Hidup terus tanpa berpikir tentang konsekuensi yang ada. Ketika kita bicara tentang hidup dan mati kita semua terpaku pada kenyataan kalau kematian masihlah sangat jauh di depan mata dan kenikmatan hidup pastilah dekat dan terlalu nyata untuk tidak dinikmati. Hiduplah seperti engkau akan mati besok. Hari semakin tergerus dan semua mata mulai menunjukkan tanda-tanda keletihan. Hujan sudah reda dan satu per satu meninggalkan tempat duduknya. Merenggangkan otot-otot sejenak sambil mengumpat karena perjalanan yang akan ditempuh dan betapa pengaruh substansi belum juga usai. Tinggallah beberapa orang yang masih menantang malam untuk tetap diam di tempat dan larut terus dalam percakapan tak berujung.


"I wish I could sing like you. I wish I could write like you. I wish I could think like you. If you said that your form of art is just pile of rubbish then what else..? Don't listen to them, listen to yourself. Only you can be you. When in doubt, listen to David Bowie. He'll change your mind. Ahh you sound silly anyway. Dozens of jealous eyes are staring at you right now because they have nothing to be at least the same as you now, my friend. You choose how you live. Courageously or timidly. The choice is yours. You tell me that you just wanna die and refuse to feel anything, don't you? Screw it! Death knows only one thing: it is better to be alive."


Berjalan lurus saja sudah sulit tapi tetaplah dipaksa daripada harus tidur menghabiskan malam di pelataran toko pinggir jalan. Mungkin deru jalanan dan getaran dari mesin motor akan membantu dirimu terjaga dan fokus mengendarai kuda plastik bermesin otomatis tersebut. Wuah...benar kata seorang kawan tentang betapa menyenangkannya ketika perutmu hangat dan diterpa angin malam kota Jakarta. Semua warna nampak lebih menyala dan semua orang nampak lebih bahagia. Apakah mereka benar-benar bahagia? Tidak ada yang tahu. Mungkin mereka lebih bahagia karena mereka mampu untuk membeli makanan dan minuman yang dijual dengan harga fantastis. Mungkin mereka lebih bahagia karena mereka mampu untuk memesan makanan dan minuman yang kita juga sulit untuk menyebutkannya dalam bahasa asing tersebut. Semua orang memang nampak lebih cantik dan tampan dengan gemerlapnya lampu-lampu neon tersebut.

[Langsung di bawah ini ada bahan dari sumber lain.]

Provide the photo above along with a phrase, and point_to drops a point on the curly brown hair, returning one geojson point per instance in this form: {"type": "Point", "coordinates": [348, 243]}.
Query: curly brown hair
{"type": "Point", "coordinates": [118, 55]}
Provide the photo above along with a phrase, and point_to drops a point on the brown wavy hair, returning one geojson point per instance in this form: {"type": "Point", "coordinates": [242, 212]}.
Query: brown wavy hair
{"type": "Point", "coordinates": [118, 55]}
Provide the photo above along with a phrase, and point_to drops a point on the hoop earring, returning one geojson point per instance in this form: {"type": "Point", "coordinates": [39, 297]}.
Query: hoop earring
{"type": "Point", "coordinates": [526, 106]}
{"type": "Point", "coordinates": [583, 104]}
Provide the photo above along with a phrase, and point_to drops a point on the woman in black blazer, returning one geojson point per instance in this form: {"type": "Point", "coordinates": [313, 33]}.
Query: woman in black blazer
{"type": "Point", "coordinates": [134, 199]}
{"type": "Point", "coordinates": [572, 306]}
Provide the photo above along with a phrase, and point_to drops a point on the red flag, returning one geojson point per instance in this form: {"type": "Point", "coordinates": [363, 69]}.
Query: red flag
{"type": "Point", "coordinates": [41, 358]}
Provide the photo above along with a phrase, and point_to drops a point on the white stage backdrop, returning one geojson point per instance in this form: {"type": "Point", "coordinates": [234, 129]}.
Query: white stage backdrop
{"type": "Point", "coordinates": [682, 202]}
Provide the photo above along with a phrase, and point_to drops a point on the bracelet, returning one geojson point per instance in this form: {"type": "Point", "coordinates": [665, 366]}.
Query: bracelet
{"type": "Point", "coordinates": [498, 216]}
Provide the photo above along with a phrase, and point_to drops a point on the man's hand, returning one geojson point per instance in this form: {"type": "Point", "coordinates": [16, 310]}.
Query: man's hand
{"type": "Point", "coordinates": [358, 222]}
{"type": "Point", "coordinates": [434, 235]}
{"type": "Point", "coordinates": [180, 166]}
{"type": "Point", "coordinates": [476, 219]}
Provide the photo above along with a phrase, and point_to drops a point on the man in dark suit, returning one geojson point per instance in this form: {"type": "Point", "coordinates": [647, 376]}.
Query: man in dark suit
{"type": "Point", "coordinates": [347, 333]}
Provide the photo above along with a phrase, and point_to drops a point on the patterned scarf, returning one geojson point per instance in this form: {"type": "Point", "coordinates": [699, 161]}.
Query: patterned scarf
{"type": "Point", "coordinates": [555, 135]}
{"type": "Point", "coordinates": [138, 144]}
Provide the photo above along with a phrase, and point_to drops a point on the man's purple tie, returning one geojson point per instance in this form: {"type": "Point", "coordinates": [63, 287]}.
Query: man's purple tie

"Stop being a self-pity moron, will you? People like you, like me, like us here, we see things differently from our society. We are the outcast, the creatures of midnight! Can't you bloody see it? All those glams and lamps are for common people! Us? We tend to love our dye in our hair, nowhere towns, words we use, music we listen, cheap cologne, wittiness, all the things that our society avoid. We few, we happy few, we are the creatures of midnight, my friend. Come on now! Shed your blood with me and you shall be my brother."


Pada akhirnya ketika semua kemeriahan selesai kita kembali terlelap di kamar tempat kita banyak menyuarakan mimpi dan mimpi dan mimpi dan semua mimpi tersebut masih bersuara di kamar tersebut hingga hari ini. Terkadang kita terbangun dan lupa tentang apa yang sudah terjadi malam sebelumnya. Terkadang kita terbangun dan melihat wajah-wajah mereka yang mesra denganmu masih terlelap. Suatu hari nanti kita akan menyadari betapa hari itu sangatlah berharga, betapa kenangan akan kita yang pernah muda dan penuh impian sangatlah indah. Ya, beberapa sudah lupa caranya bermimpi. Hanya sedikit yang masih bermimpi. Lebih sedikit lagi yang pada akhirnya menghidupi mimpi tersebut. Mimpi tentang keriaan tak berujung yang membuat beberapa orang pada akhirnya menjadi gila. Mungkin memang tidak semua dari kita dilahirkan untuk menjadi pemimpi. Atau memang ada yang masih ingin terus terlelap dan bermimpi hingga akhir hayat atau sampai hari kiamat. Sudut selatan Jakarta tempat kita berbagi kesenangan sudah menjadi sudut membosankan tempat para dekaden moral berkumpul dan setiap kali saya lewat sana saya selalu ingat kalau di sana kita pernah tertawa lepas hingga perut kita kram dibuatnya. Yes, sir! We were lucky. We were the fortunate ones.